# Is it possible to be ISFP if your Si is high?



## Pixzelina (May 25, 2013)

My Si use seems to be really high. I think about the past a lot and I don't like it when things change at first (though I get used to it very quickly. I'm always looking at strangers and then having them remind me of someone else, same with the taste of food and smells. Is it possible to be ISFP if you use Si a lot?


----------



## Purrfessor (Jul 30, 2013)

Yes.


----------



## LiquidLight (Oct 14, 2011)

No. At least not in Myers-Briggs as it relates to cognitive functions.

Its because the P in ISFP comes from Se as a second function, so if you had Si instead of Se you could not be an ISFP. In order to be an ISFP you have to have Se. Now, is this unnecessarily rigid? Probably. Should Se be the determining factor of P? Maybe not. But that is the system.

Also most of what you call Si isn't Si. Si deals with a subjectivity of perception. Basically you pay more attention to what a sense experience gives off in you -- how it comes across to you, rather than the objective experience itself. If Se tends to want to experience the world as it is, then Si focuses on the world 'as I see it.'


----------



## Glenda Gnome Starr (May 12, 2011)

Wow, that is best explanation of the difference between Se and Si. That helps me to understand why my Si is just not there...



LiquidLight said:


> No. At least not in Myers-Briggs as it relates to cognitive functions.
> 
> Its because the P in ISFP comes from Se as a second function, so if you had Si instead of Se you could not be an ISFP. In order to be an ISFP you have to have Se. Now, is this unnecessarily rigid? Probably. Should Se be the determining factor of P? Maybe not. But that is the system.
> 
> Also most of what you call Si isn't Si. Si deals with a subjectivity of perception. Basically you pay more attention to what a sense experience gives off in you -- how it comes across to you, rather than the objective experience itself. If Se tends to want to experience the world as it is, then Si focuses on the world 'as I see it.'


----------



## Pixzelina (May 25, 2013)

LiquidLight said:


> No. At least not in Myers-Briggs as it relates to cognitive functions.
> 
> Its because the P in ISFP comes from Se as a second function, so if you had Si instead of Se you could not be an ISFP. In order to be an ISFP you have to have Se. Now, is this unnecessarily rigid? Probably. Should Se be the determining factor of P? Maybe not. But that is the system.
> 
> Also most of what you call Si isn't Si. Si deals with a subjectivity of perception. Basically you pay more attention to what a sense experience gives off in you -- how it comes across to you, rather than the objective experience itself. If Se tends to want to experience the world as it is, then Si focuses on the world 'as I see it.'


When I read the explanation of Si online it just says stuff about comparing and contrasting things, having a detailed memory, etc.. This is really confusing


----------



## Pau7 (Jun 20, 2013)

lunareclipzee said:


> My Si use seems to be really high. I think about the past a lot and I don't like it when things change at first (though I get used to it very quickly. I'm always looking at strangers and then having them remind me of someone else, same with the taste of food and smells. Is it possible to be ISFP if you use Si a lot?

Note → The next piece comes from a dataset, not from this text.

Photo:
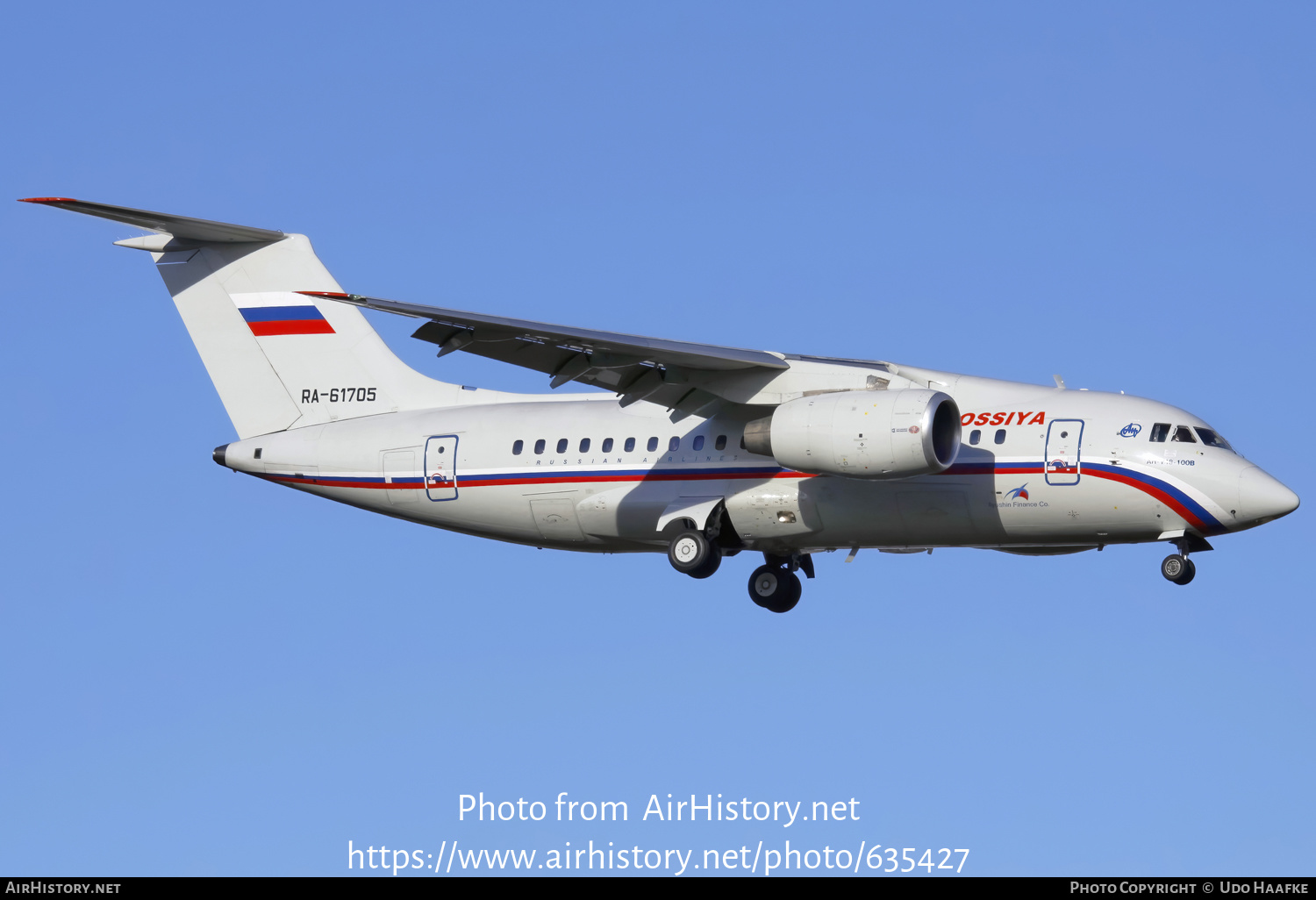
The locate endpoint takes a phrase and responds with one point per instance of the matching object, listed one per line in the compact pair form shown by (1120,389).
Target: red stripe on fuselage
(1152,491)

My Si isn't very good, but I still see people sometimes that remind me of another person (mistaking identity). I think that might be a symptom of shadow Si, because it's being improperly used.

Sometimes I don't like it when things change, either - but I think that has more to do with the fact that I need to find the underlying idea of whatever I'm experiencing _first _before I can fully adjust. It's an introvert thing in general. Although, I think everyone likes predictability to some extent, just because it makes things easier.

Just remember that we use all the functions every day, but our most conscious processes are going to be Fi and Se, as well as Ni to some extent. You might be paying special attention to when you use Si, which could skew your view of how often you use it.


----------



## Inveniet (Aug 21, 2009)

lunareclipzee said:


> When I read the explanation of Si online it just says stuff about comparing and contrasting things, having a detailed memory, etc.. This is really confusing


Like every area of human endeavour that persists for a while Jungs type ideas have divided into factions. So now you have lots of different takes and descriptions, but everybody use the same labels.

I personally find Jungs description the best as all the others kinda had their own agendas with redefining what he did. To understand what the different descriptions mean you have to understand why they decided to diverge from Jung. Some did it for idealistic reasons, some wanted to simplyfy, some wanted to expand on him, others wanted proof and yet others wanted to make money. No matter the reason it has colored the theories significantly.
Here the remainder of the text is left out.